Bloomberg

Beijing

China’s central bank is considering changing the way it calculates banks’ loan-to-deposit ratios, a government official briefed on the matter said, signalling efforts to boost credit as the economy falters.

Savings that banks hold for non-deposit-taking financial institutions may be classified as deposits, the person said, declining to be identified as he’s not authorised to speak publicly about the matter. Money that banks lent to such institutions would be classified as loans, according to the official. The changes may take effect on January 1.

Chinese banks are allowed to lend a maximum of 75% of deposits. China International Capital Corp says that loan-ratio rule changes could see an extra 7tn yuan ($1.1tn) of money classified as deposits, 14 times more than the likely boost to loans. That would increase lenders’ ability to extend credit.

Such moves “could help to improve credit allocation across banks and regions,” Chang Jian, chief China economist at Barclays in Hong Kong, said in a note yesterday. At the same time, “we do not think this will change the fundamental picture facing the Chinese economy,” she said.

Calls and faxes to the PBoC seeking comment weren’t immediately answered.

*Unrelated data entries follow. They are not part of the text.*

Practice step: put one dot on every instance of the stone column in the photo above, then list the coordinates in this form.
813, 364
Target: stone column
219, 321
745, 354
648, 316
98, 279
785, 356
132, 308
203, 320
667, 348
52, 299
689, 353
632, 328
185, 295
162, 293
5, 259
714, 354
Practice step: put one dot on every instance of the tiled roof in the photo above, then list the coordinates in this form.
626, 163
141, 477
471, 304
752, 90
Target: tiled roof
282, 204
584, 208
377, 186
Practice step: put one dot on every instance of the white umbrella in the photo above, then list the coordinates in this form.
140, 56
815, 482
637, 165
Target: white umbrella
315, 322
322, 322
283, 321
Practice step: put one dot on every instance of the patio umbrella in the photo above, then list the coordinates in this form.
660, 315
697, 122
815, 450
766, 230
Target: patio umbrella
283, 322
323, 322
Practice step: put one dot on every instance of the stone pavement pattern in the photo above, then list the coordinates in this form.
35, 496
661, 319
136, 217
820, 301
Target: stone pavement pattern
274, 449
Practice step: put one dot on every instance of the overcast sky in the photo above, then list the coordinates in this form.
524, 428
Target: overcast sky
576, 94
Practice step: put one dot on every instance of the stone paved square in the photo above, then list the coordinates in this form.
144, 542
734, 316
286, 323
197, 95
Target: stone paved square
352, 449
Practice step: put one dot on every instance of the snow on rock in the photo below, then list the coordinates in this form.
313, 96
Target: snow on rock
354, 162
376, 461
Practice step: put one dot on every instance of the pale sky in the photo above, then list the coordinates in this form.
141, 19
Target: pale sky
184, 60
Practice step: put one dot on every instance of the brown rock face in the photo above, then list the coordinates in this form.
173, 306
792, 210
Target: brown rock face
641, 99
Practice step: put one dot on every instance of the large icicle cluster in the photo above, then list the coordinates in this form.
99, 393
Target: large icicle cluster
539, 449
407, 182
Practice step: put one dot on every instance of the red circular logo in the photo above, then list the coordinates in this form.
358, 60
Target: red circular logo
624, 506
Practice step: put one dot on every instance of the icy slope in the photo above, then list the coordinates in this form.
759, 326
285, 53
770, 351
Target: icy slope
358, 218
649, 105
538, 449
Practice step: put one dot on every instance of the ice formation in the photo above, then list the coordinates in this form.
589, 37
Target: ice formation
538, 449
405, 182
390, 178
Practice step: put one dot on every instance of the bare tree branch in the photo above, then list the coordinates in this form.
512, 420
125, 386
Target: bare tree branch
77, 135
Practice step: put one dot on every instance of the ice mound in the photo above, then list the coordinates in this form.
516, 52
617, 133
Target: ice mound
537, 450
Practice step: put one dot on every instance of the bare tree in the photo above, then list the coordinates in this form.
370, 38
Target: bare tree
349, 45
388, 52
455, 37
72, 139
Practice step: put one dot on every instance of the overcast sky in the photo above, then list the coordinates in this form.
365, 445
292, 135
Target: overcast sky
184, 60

Premier Li Keqiang said on Wednesday at a meeting of the State Council that the government will make the loan-to-deposit ratio more flexible and improve loan management. Policy makers are seeking to cut funding costs and feed credit into the economy as manufacturing growth weakens and economists predict the nation’s slowest expansion since 1990.

In June, the China Banking Regulatory Commission loosened loan-to-deposit calculations through changes that related to negotiable certificates of deposit and some credit extended to small enterprises and the rural sector.

The central bank may include 500bn yuan of interbank loans to non-deposit taking financial institutions in the revised calculations, CICC’s Beijing-based analyst Huang Jie wrote in a note yesterday. Banks’ loan-to-deposit ratio may drop to about 60% to 61% from 64.2% at the end of September, Huang estimated.

A change in the calculations to include interbank deposits could have the side-effect of cuts in banks’ reserve requirements, Huang said. Extra deposits mean banks have to set aside extra reserves. The central bank may need to cut reserve ratios two or three times to offset the impact and maintain liquidity, Huang said.